Published on 2012/03/02

Spotted State Funding Affecting Higher Education’s Relevance

Catherine Rampell of the New York Times reported on Thursday that budget cuts that have ravaged state-funded institutions over the past two decades have left public higher education providers unable to meet the demand for learning that they are currently experiencing.

Rampell reports that over the past 25 years state reactions to recessions have been tough on higher education budgets and, when the economy recovered funding was never restored to its previous amounts. This has led to vast increases to tuition to try to make up the difference, though the cuts in spending have never been offset by tuition spikes.

“There has been a shift from the belief that we as a nation benefit from higher education, to a belief that it’s the people receiving the education who primarily benefit and so they should foot the bill,” Ronald G. Ehrenberg, the director of the Cornell Higher Education Research Institute and a trustee of the State University of New York system, told Rampell. While colleges have managed to hold costs per student to a consistent level, the share of instruction costs paid for by tuition dollars has nearly doubled from 23 percent in 1985 to 40 percent today.

“I understand why students are angry,” George R. Blumenthal, the chancellor of the University of California, Santa Cruz, told Rampell. “They have to write bigger checks every year, and they can’t get into the classes they want. The reality is they’re paying more and getting less.”

This seriously impacts prospective students currently out of work who are looking to the higher education system as a way to update and increase their skills for the modern workforce. The costs can simply be too high to consider public higher education as a realistic option.

Furthermore, the University of Florida’s former associate director for institutional research, Nate Johnson, told Rampell that decreasing budgets cause institutions to offer more low-cost programs. Given the current demand for technical skills in the labor force, the numerous politics degrees on offer simply aren’t meeting modern-day demands.
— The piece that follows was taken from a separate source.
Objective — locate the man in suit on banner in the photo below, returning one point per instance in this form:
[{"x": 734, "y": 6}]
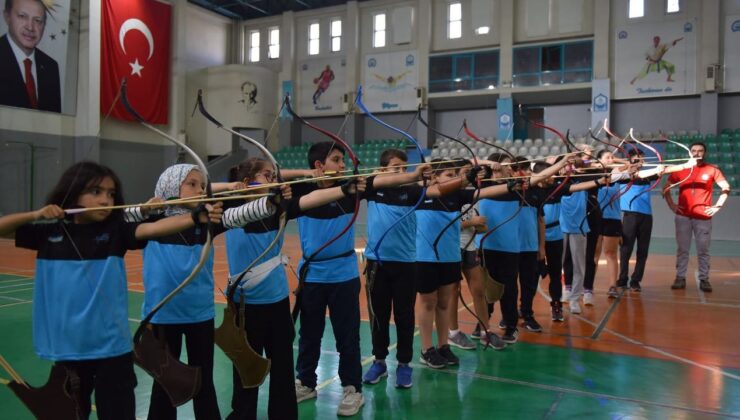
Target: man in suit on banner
[{"x": 28, "y": 77}]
“When they don’t get the appropriate level of funding, there’s a flight to cheaper programs, like general studies or the humanities,” Johnson said.
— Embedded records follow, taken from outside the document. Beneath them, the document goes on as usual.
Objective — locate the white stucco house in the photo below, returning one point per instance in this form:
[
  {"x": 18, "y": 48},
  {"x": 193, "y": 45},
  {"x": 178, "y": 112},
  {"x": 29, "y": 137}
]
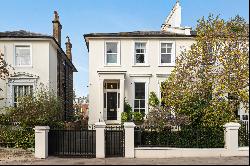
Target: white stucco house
[
  {"x": 130, "y": 65},
  {"x": 37, "y": 59}
]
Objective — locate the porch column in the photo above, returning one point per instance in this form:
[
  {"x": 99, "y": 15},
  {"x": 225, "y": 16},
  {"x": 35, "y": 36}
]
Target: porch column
[
  {"x": 41, "y": 141},
  {"x": 100, "y": 111},
  {"x": 100, "y": 139},
  {"x": 129, "y": 140},
  {"x": 231, "y": 136},
  {"x": 121, "y": 99}
]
“There is this narrative out there that we have enough money in the system, that if we only spent it better we could increase degree attainment,” Jane V. Wellman, founding director of the Delta Cost Project which released a comprehensive report on college costs, told Rampell. “But we are not going to get the degree attainment levels the economy needs exclusively from finding ‘efficiencies’ here and there. This is not the miracle of the loaves and fishes.”